Commémoration du 11 novembre à Montceau – Homme et femmes sont restés debout, ils ont résisté

Un sale temps de tranchée comme pour rappeler ces combats à Verdun face à l’ennemi, ce brouillard qui rend difficile l’observation, cette humidité qui s’infiltre partout. Ce froid qui engourdit le doigt sur la détente. La guerre dans toute son horreur.

Ce mercredi 11 novembre 2020 à Montceau-les-Mines, d’abord au monument de Bel Air, place des Groupes Francs de la résistance puis place de l’église devant le monument aux morts, la célébration de la victoire en 1918 a été sobre mais emprunte de respect et de mémoire pour les « 10 millions de morts dont 1 million et demi en France, 2 millions de blessés dont 300 000 gueules cassées et surtout des centaines de milliers de familles à la vie brisée » rappelle Marie-Claude Jarrot.

La Nation française, la Nation montcellienne rend hommage aux morts pour la France pendant cette première guerre mondiale, « la Grande Guerre ».

« Ici, sur le bassin minier, 13 000 partiront sur le front, remplacés par 14 000 autres venus de provinces éloignées, de l’étranger, ainsi que 2 500 prisonniers de guerre allemands qui travailleront aux Houillères entre 1914 et 1919.
Nul ne peut mesurer ce qu’aura été ce conflit, les conditions atroces dans les tranchées, les pertes innombrables pour ne gagner parfois que quelques mètres, les maladies, la peur, le froid, la souffrance morale et physique vécues par des jeunes qui n’avaient parfois même pas 20 ans » mentionne madame le maire.
« J’en ai assez de cette guerre » écrira un jeune montcellien à ses parents.

Ne pas oublier, toujours se souvenir que vivre libre a un prix et un sens commun. « Nul ne peut imaginer l’implication et le rôle des femmes aussi pour faire tourner l’industrie, l’agriculture, l’administration et les hôpitaux. C’est peut être, autre temps, autre combat, pour nous rappeler la guerre sanitaire dans laquelle nous sommes aujourd’hui impliqués et qui, à n’en pas douter, inscrira ses victimes et ses affres dans les livres d’histoire déjà pleins des images de cette guerre de 14 que nous devons absolument commémorer pour que nos enfants ne soient pas privés de leur passé.

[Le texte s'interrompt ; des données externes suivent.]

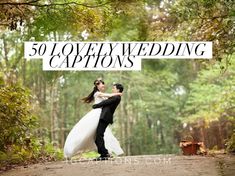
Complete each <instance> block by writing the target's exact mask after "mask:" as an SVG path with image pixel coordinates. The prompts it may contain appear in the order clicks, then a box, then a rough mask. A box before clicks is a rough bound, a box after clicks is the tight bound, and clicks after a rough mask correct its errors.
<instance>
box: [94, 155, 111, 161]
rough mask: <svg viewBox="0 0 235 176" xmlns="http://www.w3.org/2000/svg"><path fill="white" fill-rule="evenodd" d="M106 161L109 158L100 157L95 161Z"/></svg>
mask: <svg viewBox="0 0 235 176" xmlns="http://www.w3.org/2000/svg"><path fill="white" fill-rule="evenodd" d="M104 160H108V157H104V156H99V157H98V158H95V159H94V161H104Z"/></svg>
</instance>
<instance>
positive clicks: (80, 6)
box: [0, 0, 235, 167]
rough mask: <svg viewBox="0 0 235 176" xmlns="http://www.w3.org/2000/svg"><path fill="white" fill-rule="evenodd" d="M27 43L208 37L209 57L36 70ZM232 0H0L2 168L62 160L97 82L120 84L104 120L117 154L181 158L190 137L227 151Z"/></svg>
mask: <svg viewBox="0 0 235 176" xmlns="http://www.w3.org/2000/svg"><path fill="white" fill-rule="evenodd" d="M26 41H75V42H77V41H212V42H213V58H212V59H209V60H208V59H144V60H143V61H142V70H141V71H43V70H42V60H39V59H38V60H37V59H32V60H30V59H26V58H24V42H26ZM234 52H235V2H234V1H233V0H88V1H84V0H1V1H0V131H1V133H2V134H1V136H0V167H2V166H5V165H9V164H19V163H28V162H29V163H34V162H38V161H41V160H43V161H44V160H50V161H54V160H61V159H63V145H64V142H65V139H66V136H67V135H68V133H69V131H70V130H71V129H72V127H73V126H74V125H75V124H76V123H77V122H78V121H79V119H81V118H82V117H83V116H84V115H85V114H86V113H87V112H89V111H90V110H91V109H92V104H85V103H83V102H82V100H81V99H82V98H83V97H85V96H87V95H88V94H89V93H90V92H91V91H92V89H93V82H94V80H95V79H97V78H102V79H103V80H104V81H105V84H106V86H107V92H111V87H112V84H113V83H114V82H116V83H117V82H118V83H122V84H123V85H124V92H123V95H122V101H121V103H120V105H119V106H118V108H117V111H116V113H115V122H114V124H113V125H112V126H111V129H112V131H113V132H114V134H115V136H116V137H117V138H118V140H119V141H120V144H121V146H122V148H123V150H124V151H125V155H144V154H179V153H180V152H181V150H180V148H179V142H180V141H181V140H182V139H183V138H185V137H187V136H190V137H192V138H194V139H195V140H196V141H202V142H204V143H205V145H206V148H207V149H209V150H224V151H226V152H235V131H234V122H235V118H234V117H235V53H234Z"/></svg>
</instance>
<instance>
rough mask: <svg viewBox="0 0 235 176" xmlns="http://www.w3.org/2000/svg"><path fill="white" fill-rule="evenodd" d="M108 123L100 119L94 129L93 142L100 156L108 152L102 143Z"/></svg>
mask: <svg viewBox="0 0 235 176" xmlns="http://www.w3.org/2000/svg"><path fill="white" fill-rule="evenodd" d="M108 125H109V124H108V123H107V122H105V121H104V120H102V119H100V121H99V123H98V127H97V131H96V139H95V144H96V146H97V148H98V153H99V154H100V155H101V156H102V157H105V156H107V154H108V150H107V149H106V148H105V144H104V132H105V130H106V128H107V126H108Z"/></svg>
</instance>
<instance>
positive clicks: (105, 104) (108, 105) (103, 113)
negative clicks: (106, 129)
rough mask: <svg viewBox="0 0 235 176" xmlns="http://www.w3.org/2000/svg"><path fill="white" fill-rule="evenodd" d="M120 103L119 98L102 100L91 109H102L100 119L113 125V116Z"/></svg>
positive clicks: (116, 97) (114, 97)
mask: <svg viewBox="0 0 235 176" xmlns="http://www.w3.org/2000/svg"><path fill="white" fill-rule="evenodd" d="M120 101H121V96H119V95H118V96H113V97H110V98H108V99H107V100H104V101H102V102H100V103H98V104H94V105H93V106H92V107H93V108H102V112H101V115H100V119H102V120H104V121H105V122H107V123H111V124H112V123H113V114H114V111H115V109H116V108H117V106H118V104H119V103H120Z"/></svg>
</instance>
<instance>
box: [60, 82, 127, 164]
mask: <svg viewBox="0 0 235 176" xmlns="http://www.w3.org/2000/svg"><path fill="white" fill-rule="evenodd" d="M104 91H105V85H104V82H103V81H102V80H100V79H97V80H95V81H94V89H93V91H92V92H91V93H90V94H89V95H88V96H87V97H85V98H83V99H82V100H83V101H84V102H85V103H91V102H92V101H93V100H94V103H95V104H97V103H100V102H101V101H103V100H105V99H107V98H109V97H111V96H116V95H122V94H121V93H111V94H109V93H104ZM101 111H102V109H101V108H97V109H92V110H91V111H90V112H88V113H87V114H86V115H85V116H84V117H83V118H81V120H80V121H79V122H77V124H76V125H75V126H74V127H73V128H72V130H71V131H70V132H69V134H68V136H67V138H66V141H65V144H64V157H65V158H67V159H70V158H71V157H72V156H74V155H75V154H77V153H81V152H84V151H89V150H96V149H97V148H96V145H95V135H96V129H97V126H98V123H99V118H100V114H101ZM104 142H105V147H106V148H107V149H108V151H109V153H114V154H116V155H121V154H123V153H124V152H123V150H122V148H121V147H120V144H119V142H118V140H117V139H116V138H115V137H114V136H113V134H112V132H111V130H110V128H109V127H107V128H106V131H105V133H104Z"/></svg>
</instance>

C’est cela aussi la puissance des livres, des témoignages et de l’enseignement » ne manque pas d’évoquer Marie-Claude Jarrot.
Ce 11 novembre 2020, même 102 ans après nous lance à la figure combien il est important d’apprécier la paix. « Sachons la déguster, la savourer. Sachons y travailler. Pour qu’elle vive au-delà des tracas. Pour qu’elle vive au-delà des incivilités, des questionnements ou des crises. Sachons prôner et appliquer les valeurs du respect, de la tolérance, de l’ouverture ».
J.B.

2 commentaires :

  1. Bonsoir
    c’est bien de ne pas oublier ce passé
    c’est bien de rendre ces hommages
    C’est bien de chanter la marseillaise

    Mais quand même, vous n’avez pas honte, vous, nos dirigeants nationaux et locaux d’emmener notre pays où il va (référence à l’article sur le plessis aujourd’hui)
    Alors que vous vous inclinez devant ceux qui ont donné leur vie pour libérer notre pays vous nous préparez de bien sombres moments par votre laxisme.
    Nos anciens morts pour la patrie doivent se retourner dans leurs sépultures
    Honte à vous
    Bernard

  2. Qui sait si l’inconnu qui dort sous l’arche immense
    Mêlant sa gloire épique aux orgueils du passé
    N’est pas cet étranger devenu fils de France
    Non par le sang reçu mais par le sang versé.

    Pascal Bonetti, poète et journaliste.